Most organic chemistry textbooks help students develop reasoning-by-analogy skills through the use of functional groups as an organizational framework. With such texts, students march through a chapter on haloalkanes, a chapter on alcohols, a chapter on ethers, and so on. While I’ve used such texts for most of my career, I’ve often been frustrated with them. Why? Because with these texts students tend to overlook the analogy that haloalkanes, alcohols, and ethers are unified by their ability to undergo nucleophilic substitution and elimination reactions. They think that the chapters on alcohols and ethers present something new from the chapter on haloalkanes, rather than something similar. Instead of seeing the connections between these functional group classes, they see more reactions. And I have found that this often discourages them.

That’s why I appreciate Karty’s use of mechanism class, rather than functional group, as an organizational framework. In Chapter 10, for example, students see how a wide range of functional groups can react by nucleophilic substitution and elimination pathways in synthetically useful ways. Students learn to look for molecules that are potential nucleophiles, as well as molecules that have a good leaving group (or a site that can be easily turned into one). Students are then readily able to predict the outcomes of possible nucleophilic substitution or elimination reactions using concepts developed in earlier chapters. This year, instead of seeing the reactions of haloalkanes and alcohols, even enolates, separated from each other as functional groups, students saw them presented together as a mechanism class. The result? I saw more “Aha!” moments, less discouragement, and a greater willingness to venture into the unknown using the skills that they had developed.

For example, every year, after addressing the key concepts of nucleophilic substitution and elimination as they pertain to haloalkanes, I like to ask my students to predict the product and mechanism of the reaction of an alcohol with a hydrohalic acid. This year, after reading Karty’s text, students were more willing (and better able) to extend the concepts they had just learned, and I saw more confident and knowing smiles from them when I drew the answer on the board. They had recognized that, after turning the hydroxyl group into a good leaving via a proton transfer from the hydrohalic acid, this was simply another example of a nucleophilic substitution reaction!

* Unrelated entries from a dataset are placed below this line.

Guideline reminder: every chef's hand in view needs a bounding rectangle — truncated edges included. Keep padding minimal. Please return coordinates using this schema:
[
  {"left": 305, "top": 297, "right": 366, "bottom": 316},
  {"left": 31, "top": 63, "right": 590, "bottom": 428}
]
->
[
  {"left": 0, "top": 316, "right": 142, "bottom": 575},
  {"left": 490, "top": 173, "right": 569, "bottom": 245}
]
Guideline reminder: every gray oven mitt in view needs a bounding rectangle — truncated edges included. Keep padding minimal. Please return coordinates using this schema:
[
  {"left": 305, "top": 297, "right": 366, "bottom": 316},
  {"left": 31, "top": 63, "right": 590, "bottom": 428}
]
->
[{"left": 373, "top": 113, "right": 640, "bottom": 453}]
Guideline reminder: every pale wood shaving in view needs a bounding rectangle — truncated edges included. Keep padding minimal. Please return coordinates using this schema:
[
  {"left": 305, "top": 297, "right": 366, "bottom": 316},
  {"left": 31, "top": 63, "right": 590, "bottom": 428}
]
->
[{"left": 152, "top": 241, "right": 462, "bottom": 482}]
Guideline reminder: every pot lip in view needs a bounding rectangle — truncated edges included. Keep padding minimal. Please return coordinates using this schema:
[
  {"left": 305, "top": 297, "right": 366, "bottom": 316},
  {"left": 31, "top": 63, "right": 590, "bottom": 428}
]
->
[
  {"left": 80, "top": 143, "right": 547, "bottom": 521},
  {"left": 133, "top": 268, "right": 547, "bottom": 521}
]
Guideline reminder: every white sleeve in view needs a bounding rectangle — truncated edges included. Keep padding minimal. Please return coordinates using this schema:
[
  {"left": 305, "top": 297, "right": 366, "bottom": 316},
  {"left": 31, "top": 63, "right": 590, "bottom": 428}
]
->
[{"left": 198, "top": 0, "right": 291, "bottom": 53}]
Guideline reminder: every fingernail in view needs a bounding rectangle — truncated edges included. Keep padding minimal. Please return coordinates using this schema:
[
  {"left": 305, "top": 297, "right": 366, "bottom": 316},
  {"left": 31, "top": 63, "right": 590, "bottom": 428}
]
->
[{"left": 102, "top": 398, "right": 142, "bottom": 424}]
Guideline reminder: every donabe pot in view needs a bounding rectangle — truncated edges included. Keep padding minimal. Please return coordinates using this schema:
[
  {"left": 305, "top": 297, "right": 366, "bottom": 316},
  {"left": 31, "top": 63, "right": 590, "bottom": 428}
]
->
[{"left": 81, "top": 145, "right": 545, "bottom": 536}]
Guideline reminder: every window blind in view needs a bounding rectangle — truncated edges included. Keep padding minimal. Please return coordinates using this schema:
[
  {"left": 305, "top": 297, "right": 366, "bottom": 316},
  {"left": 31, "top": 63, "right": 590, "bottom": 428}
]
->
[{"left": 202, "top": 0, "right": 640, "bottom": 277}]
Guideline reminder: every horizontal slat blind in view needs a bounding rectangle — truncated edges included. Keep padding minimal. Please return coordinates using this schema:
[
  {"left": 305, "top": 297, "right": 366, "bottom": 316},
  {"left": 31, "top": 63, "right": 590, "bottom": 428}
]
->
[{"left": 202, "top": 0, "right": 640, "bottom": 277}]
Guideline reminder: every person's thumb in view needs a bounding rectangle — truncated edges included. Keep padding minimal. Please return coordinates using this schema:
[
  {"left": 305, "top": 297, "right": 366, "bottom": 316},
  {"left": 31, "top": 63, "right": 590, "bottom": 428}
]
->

I tell my students on the first day of class that I don’t care if twenty years from now they no longer remember that a bimolecular nucleophilic substitution reaction proceeds with the approach of the nucleophile from the side opposite of the leaving group, but I do care deeply that they have the ability to recognize patterns and the courage to extend those patterns. (Well, at least those students who don’t intend on becoming practicing chemists!) In large part, my students intend on becoming health, physical, and biology scientists. They will be working on the frontiers where knowledge is created, and their success will, in part, be determined by their ability to recognize something familiar in the unknown and then to reason by analogy. In my mind, a foundational purpose of organic chemistry is to develop this skill, and, in my opinion, a mechanistically-organized text like Karty’s offers a better framework in which to do so.